54.大津鏡山 黒ぬし(『双筆五十三次』:初代広重、三代豊国) 

人物解説

 目録には「大津 鏡山 黒ぬし」と記されています。この記述から、まず画中の人物が平安時代の歌人にして六歌仙の一人、大友黒主であることが分かる。大津宿と結びつけられているのは、大友黒主が現在の大津市にあたる近江国滋賀郡大友郷の出身とされるからと考えられる。「鏡山」とは、一説に大友黒主が詠んだと言われる、『古今和歌集』の「鏡山いざたちよりて見てゆかむ年へぬる身は老いやしぬると」という歌によるものかと思われる。大友(歌舞伎などでは「大伴」が多い)黒主は人形浄瑠璃や歌舞伎にも多く取り上げられているが、謀などを企む公家悪としてのイメージが定着している。これは、『古今和歌集』仮名序に「そのさまいやし」と記述されることなどが影響したと考えられている。中でも天明四年(一七八四)十一月桐座初演の「積恋雪関戸」での関兵衛実は大伴黒主は広く知られ、六歌仙を題材とした舞踊の系統もある。本図に描かれる黒主は、名優三代目沢村宗十郎の似顔で描かれているが、宗十郎は何度か大伴黒主役を演じており、本図を彷彿とさせる役者絵も残っている。

風景解説

 コマ絵に描かれているのは、逢坂山とその付近の光景。
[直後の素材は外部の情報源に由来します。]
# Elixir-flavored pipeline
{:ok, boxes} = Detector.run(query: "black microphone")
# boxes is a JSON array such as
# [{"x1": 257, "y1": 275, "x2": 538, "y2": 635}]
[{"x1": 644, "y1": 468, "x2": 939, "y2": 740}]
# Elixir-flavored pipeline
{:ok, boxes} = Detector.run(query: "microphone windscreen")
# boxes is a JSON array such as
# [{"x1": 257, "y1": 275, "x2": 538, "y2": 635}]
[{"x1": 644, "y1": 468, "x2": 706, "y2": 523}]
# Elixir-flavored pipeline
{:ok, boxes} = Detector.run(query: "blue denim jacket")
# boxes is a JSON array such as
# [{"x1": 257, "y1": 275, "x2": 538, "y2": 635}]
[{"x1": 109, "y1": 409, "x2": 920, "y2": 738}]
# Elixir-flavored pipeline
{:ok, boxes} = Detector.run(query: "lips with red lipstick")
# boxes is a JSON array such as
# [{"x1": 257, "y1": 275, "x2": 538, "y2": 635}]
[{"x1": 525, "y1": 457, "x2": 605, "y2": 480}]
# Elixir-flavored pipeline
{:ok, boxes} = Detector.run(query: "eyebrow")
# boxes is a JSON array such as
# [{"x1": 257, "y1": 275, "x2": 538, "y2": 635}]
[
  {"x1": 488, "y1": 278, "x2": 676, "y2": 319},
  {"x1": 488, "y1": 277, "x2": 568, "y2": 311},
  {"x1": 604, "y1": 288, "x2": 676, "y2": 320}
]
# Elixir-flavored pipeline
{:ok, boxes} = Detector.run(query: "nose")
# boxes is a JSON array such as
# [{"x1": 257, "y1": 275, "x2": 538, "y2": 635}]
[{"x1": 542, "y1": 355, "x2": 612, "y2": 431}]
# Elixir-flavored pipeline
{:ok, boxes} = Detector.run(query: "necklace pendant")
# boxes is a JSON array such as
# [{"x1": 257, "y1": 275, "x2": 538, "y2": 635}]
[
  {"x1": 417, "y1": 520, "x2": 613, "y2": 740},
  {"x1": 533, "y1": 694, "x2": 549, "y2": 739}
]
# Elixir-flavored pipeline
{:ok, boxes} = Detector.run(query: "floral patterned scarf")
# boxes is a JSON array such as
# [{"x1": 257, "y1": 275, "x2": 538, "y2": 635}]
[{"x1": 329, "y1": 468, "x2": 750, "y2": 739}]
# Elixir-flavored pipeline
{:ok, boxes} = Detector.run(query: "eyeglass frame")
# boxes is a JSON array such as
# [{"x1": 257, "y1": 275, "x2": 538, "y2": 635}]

一面雪景色で描かれている。薄い墨のぼかし上げが施された山々の描写が印象的。画中の書き込みには「あふ坂やませきの清水」とある。関の清水とは逢坂の関の泉のことで、紀貫之が詠んだ「逢坂の関の清水の影見えて今やひくらむ望月の駒」(「拾遺和歌集』)という歌で有名。東海道最後の宿場町。古くは天智天皇がこの地に大津京を設けたことに始まり、東海道や中山道、北国街道など多くの街道が通る交通・軍事上の要衝として発展した。多数の旅籠屋を抱え、東海道でも最も大きな宿場町のひとつに数えられる。また、膳所城や石山寺、三井寺など数多くの名所旧跡が大津宿周辺に位置している。